Difference between White Sugar, Brown Sugar and Raw Sugar

White Sugar and Brown Sugar
White Sugar and Brown Sugar

It is widely believed that brown sugar is a healthier option than white sugar. In reality, brown sugar is most often ordinary table sugar that is turned brown by the reintroduction of molasses. Normally, molasses is separated and removed when sugar is created from sugarcane plants. White sugar is highly refined and made from cane or beets. Brown sugar is nothing more than white sugar that has been mixed with molasses to color it and give it a more moist texture. Light brown sugar has less molasses than dark brown sugar. Raw sugar is merely sugar that has not been fully refined. Do not confuse raw sugar with brown sugar. Brown sugar is simply refined white sugar with a molasses syrup mixed in, then dried again. In spite of trace amounts of minerals in molasses, brown sugar contains only slightly more nutritive value than raw sugar because the amounts added back are so small. The calories of raw sugar and brown sugar are the same. Raw sugar differs very little from white sugar, except that the crystals of raw sugar are larger and have more color.

  1. Molasses. Molasses contains 46 percent dissolved sucrose and other sugars; 3 percent protein; small amounts of minerals like calcium, phosphorous, magnesium and sulfur; trace elements such as copper, iron, manganese and zinc; and B-vitamins.
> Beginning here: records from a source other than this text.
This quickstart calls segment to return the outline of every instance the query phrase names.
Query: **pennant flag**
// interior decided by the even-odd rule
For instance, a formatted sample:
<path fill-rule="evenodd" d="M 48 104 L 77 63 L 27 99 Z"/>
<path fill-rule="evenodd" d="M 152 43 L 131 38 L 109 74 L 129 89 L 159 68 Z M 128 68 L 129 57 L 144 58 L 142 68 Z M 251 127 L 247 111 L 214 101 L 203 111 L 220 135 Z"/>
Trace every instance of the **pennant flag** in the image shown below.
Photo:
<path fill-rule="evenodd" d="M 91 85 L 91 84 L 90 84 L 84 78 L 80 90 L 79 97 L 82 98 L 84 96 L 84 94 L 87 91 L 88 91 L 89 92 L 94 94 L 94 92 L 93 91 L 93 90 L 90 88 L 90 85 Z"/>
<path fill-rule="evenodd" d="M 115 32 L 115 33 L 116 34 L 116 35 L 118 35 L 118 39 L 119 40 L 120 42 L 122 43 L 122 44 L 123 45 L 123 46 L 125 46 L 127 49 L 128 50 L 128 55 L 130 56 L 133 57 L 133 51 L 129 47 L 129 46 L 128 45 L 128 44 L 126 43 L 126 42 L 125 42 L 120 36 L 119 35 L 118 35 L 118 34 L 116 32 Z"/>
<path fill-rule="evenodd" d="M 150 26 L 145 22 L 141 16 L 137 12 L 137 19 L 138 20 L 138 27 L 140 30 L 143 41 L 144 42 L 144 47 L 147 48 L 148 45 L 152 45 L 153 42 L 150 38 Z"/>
Molasses is used for both human and animal consumption.
  2. Raw Sugar. When sugar cane arrives from the fields, sugar millers grind and press it to extract the sweet juices. Crystals that form in the liquid are granules called raw sugar. After going through filtration and hot water washes, the sugar contains 96 percent sucrose and 4 percent of plant materials contained in the mother liquid. Vacuum-drying this product leaves a golden brown color and sweet taste but very little nutritional value, except for calories from the carbohydrate content.
  3. White Sugar. At the refinery, the raw sugar and molasses mixture undergoes further washing with hot water and separation through centrifugation and filtration. The naturally white crystals that remain are 99.9 percent sucrose. This sugar goes to grinding machines that produce different sizes of granules.
  4. Brown Sugar. Mixing white sugar crystals with various amounts of molasses results in a soft, lumpy product called brown sugar. The amount of molasses added depends on the producer, but you could expect light brown sugar to contain 3.5 percent molasses, while dark brown sugar might contain 6.5 percent molasses.

Calories in White, Brown, Raw Sugar and Molasses

There are 387 calories in 100 grams of White Granulated Sugar, there are 380 calories in 100 grams of unpacked of Brown Sugar, 399 calories in 100 grams of Raw Sugar and there are  290 calories in 100 grams of Molasses.